При этих словах Веттори вскочил и попытался броситься на обидчика, но не устоял и тяжело рухнул на соседа.
— Извини, Никколо… Я сегодня что-то плохо держусь на ногах.
Никколо Макиавелли не принимал в попойке такого живого участия, как два его приятеля, потому и его речь была не столь бессвязной, как у них:
— А ну, успокойтесь, вы оба! Мне надоели ваши вечные перебранки! Тереза тебе не по зубам, Франческо, только и всего! Вот уже десять лет как она столь же ласково привечает всех пьянчужек, которые пытаются ей докучать.

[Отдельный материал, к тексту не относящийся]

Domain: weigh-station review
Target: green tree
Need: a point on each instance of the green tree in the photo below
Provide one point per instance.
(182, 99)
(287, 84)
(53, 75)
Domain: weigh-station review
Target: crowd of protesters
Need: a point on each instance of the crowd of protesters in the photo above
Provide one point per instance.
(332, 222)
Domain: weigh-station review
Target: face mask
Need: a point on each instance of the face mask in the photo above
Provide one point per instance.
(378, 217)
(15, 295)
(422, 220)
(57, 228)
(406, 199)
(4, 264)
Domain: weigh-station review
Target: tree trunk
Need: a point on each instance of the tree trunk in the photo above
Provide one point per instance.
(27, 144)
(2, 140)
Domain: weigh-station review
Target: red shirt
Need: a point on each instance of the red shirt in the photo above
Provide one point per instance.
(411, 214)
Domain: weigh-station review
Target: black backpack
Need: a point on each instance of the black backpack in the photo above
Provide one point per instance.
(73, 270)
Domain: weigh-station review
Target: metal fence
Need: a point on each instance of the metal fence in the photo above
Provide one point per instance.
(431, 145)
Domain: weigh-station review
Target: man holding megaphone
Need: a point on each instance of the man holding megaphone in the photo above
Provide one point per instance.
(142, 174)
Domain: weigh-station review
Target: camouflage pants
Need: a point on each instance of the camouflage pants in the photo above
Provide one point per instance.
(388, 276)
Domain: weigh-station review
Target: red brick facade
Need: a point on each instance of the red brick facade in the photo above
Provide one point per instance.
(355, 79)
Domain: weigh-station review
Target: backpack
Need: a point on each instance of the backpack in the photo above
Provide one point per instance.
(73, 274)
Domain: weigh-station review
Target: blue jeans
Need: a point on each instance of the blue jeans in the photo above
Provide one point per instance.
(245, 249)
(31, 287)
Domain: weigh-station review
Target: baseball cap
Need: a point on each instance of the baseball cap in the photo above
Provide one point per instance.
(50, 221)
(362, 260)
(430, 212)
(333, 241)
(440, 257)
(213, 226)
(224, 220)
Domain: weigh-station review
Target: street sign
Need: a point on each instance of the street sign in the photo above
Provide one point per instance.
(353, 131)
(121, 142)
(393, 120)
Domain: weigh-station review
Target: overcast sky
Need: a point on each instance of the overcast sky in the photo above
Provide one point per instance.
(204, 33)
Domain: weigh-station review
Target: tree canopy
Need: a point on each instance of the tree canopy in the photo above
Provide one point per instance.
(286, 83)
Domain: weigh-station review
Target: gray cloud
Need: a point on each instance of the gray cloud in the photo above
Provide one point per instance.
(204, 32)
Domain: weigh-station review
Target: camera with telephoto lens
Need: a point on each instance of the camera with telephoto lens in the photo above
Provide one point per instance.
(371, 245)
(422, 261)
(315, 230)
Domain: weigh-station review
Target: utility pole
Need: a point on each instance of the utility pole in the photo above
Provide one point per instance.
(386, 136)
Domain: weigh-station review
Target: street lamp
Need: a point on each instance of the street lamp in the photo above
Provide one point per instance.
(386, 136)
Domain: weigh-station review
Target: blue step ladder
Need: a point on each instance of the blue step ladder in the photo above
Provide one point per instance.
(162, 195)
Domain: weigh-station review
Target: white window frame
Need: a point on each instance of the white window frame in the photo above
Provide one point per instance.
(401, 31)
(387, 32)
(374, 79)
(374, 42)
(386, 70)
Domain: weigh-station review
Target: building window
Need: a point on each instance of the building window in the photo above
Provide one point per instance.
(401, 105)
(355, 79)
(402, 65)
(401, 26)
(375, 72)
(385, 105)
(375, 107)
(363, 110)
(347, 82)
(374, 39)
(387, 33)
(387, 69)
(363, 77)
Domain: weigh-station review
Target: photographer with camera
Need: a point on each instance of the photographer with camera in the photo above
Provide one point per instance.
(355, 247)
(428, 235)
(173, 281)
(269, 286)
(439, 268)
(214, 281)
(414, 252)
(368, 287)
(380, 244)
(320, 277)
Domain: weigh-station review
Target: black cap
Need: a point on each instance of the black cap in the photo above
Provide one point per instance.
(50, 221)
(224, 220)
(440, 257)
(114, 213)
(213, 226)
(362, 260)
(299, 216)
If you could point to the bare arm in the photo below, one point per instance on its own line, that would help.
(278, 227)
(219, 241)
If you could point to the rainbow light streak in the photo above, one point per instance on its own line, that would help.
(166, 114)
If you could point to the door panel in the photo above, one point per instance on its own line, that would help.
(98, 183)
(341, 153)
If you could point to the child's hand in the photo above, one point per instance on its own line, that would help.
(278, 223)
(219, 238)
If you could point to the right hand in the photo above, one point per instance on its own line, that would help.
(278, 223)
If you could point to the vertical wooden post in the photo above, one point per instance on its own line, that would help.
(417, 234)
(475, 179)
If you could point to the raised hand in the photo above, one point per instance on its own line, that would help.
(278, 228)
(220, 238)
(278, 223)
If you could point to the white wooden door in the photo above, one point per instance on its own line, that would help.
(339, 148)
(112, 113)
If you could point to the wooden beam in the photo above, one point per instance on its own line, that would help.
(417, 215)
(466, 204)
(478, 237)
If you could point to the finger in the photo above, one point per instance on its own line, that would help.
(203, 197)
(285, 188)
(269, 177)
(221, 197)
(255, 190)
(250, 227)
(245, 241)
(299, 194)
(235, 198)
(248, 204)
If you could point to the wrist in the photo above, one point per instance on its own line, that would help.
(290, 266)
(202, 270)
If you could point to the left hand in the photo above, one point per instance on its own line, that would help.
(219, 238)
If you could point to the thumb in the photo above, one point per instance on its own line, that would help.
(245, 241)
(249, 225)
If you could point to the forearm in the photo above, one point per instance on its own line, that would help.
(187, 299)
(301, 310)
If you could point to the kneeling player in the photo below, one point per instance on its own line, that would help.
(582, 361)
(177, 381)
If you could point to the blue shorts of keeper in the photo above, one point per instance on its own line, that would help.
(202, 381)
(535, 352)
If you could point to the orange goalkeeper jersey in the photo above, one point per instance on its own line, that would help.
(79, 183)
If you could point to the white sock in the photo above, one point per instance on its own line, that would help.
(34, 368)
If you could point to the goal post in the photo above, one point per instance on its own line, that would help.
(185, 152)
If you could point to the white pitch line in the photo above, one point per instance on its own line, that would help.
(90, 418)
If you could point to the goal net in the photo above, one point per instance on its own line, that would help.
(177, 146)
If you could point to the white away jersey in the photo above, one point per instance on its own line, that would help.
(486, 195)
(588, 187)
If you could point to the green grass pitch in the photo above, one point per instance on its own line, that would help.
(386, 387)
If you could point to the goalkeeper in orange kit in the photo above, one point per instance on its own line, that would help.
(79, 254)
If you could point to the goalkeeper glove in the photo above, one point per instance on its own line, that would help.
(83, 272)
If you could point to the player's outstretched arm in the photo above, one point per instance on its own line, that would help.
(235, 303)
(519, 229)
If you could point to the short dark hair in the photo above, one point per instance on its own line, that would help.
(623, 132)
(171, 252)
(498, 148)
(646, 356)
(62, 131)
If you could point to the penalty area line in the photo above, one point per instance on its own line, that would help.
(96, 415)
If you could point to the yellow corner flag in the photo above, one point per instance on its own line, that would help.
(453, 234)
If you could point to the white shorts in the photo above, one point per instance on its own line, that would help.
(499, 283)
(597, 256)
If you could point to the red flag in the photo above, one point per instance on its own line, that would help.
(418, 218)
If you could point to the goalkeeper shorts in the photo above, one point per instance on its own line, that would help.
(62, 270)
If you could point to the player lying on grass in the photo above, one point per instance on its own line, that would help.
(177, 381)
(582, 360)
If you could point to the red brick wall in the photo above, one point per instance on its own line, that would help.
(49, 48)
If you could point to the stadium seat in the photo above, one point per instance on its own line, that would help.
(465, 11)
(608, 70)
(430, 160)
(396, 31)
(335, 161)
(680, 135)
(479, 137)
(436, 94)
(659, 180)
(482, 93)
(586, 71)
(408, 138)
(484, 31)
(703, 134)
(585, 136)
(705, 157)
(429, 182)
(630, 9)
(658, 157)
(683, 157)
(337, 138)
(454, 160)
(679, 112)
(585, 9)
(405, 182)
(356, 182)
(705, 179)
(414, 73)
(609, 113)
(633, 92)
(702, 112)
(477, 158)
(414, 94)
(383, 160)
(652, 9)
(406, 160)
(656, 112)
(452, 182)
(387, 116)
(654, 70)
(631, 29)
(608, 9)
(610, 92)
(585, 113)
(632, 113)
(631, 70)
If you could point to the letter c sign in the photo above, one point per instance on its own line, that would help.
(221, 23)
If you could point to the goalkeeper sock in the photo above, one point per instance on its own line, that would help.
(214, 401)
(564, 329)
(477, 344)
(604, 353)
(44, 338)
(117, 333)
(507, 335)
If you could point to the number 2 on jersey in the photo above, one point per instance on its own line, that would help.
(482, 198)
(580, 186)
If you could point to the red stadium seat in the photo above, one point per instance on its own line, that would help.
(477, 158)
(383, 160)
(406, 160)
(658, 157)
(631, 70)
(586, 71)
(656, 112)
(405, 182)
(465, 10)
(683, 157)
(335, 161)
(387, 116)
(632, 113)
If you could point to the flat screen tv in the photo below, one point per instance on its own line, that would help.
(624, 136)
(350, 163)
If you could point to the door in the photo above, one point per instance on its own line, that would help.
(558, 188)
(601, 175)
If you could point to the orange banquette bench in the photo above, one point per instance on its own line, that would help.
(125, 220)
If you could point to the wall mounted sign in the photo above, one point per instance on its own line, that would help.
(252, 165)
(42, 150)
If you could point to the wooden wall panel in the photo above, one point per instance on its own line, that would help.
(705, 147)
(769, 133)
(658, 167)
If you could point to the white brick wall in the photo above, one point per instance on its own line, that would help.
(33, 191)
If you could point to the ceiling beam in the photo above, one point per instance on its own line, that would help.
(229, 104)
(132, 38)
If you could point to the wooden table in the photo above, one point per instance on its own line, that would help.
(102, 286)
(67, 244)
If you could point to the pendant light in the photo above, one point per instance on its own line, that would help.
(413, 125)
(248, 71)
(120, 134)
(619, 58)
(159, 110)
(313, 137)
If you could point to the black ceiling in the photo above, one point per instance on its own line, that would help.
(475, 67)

— Ты напрасно судишь о ней по внешности, — рассудительно заметил дородный паренек, согласно спискам флорентийских граждан носивший имя Пьеро Гвиччардини, но друзьями прозванный Чиччо. — На самом деле Тереза просто святая. Она ни за что на свете не пропустит утреннюю мессу.
— Особенно когда служит любезный ее сердцу мрачный монах! — вставил Веттори, поправляя длинную прядь светлых волос, которой он чрезвычайно гордился.
— Можете смеяться, но половина женщин в городе влюблены в Савонаролу! — лукаво улыбаясь, заключил Макиавелли. — Уж эти точно не мечтают о ваших ласках!
Веттори состроил гримасу и пробурчал тоном, не оставлявшим сомнений по поводу чувств, которые у него вызывал этот монах:
— Хотелось бы знать, что они в нем нашли! Он же никогда не прикасался к женщине и вряд ли прикоснется…
— Прекратите предаваться алчности и сладострастию! Молите Господа, ибо только Он может спасти нас! — прогремел Гвиччардини, подражая звучному голосу доминиканца, чем заслужил взрыв аплодисментов.
— Посвятите все силы Господу! Не растрачивайте их на жен ваших, а лучше доверьте своих супруг заботам Франческо Веттори, этого воплощения Сатаны, который только и мечтает, что о разврате, — вопил он, между тем как оба его спутника чуть не падали со стульев, корчась от смеха.
— Перестань, Чиччо! Не могу больше! У меня сейчас кишки лопнут от хохота! — умолял Веттори, держась за живот.
Без всякой жалости к внутренностям своего приятеля Гвиччардини заорал дурным голосом:
— Так сдохни же, Франческо! Ты сеешь семя нечестивости и порока в самом сердце нашего города! Это единственный конец, которого ты заслуживаешь!
Заметив неодобрение во взгляде стоявшей поодаль Терезы, он поспешно оборвал свое представление.
— Мне кажется, почтенный Савонарола нашел бы более милосердные слова, разве не так? — спросил Веттори, воспользовавшись наступившей тишиной.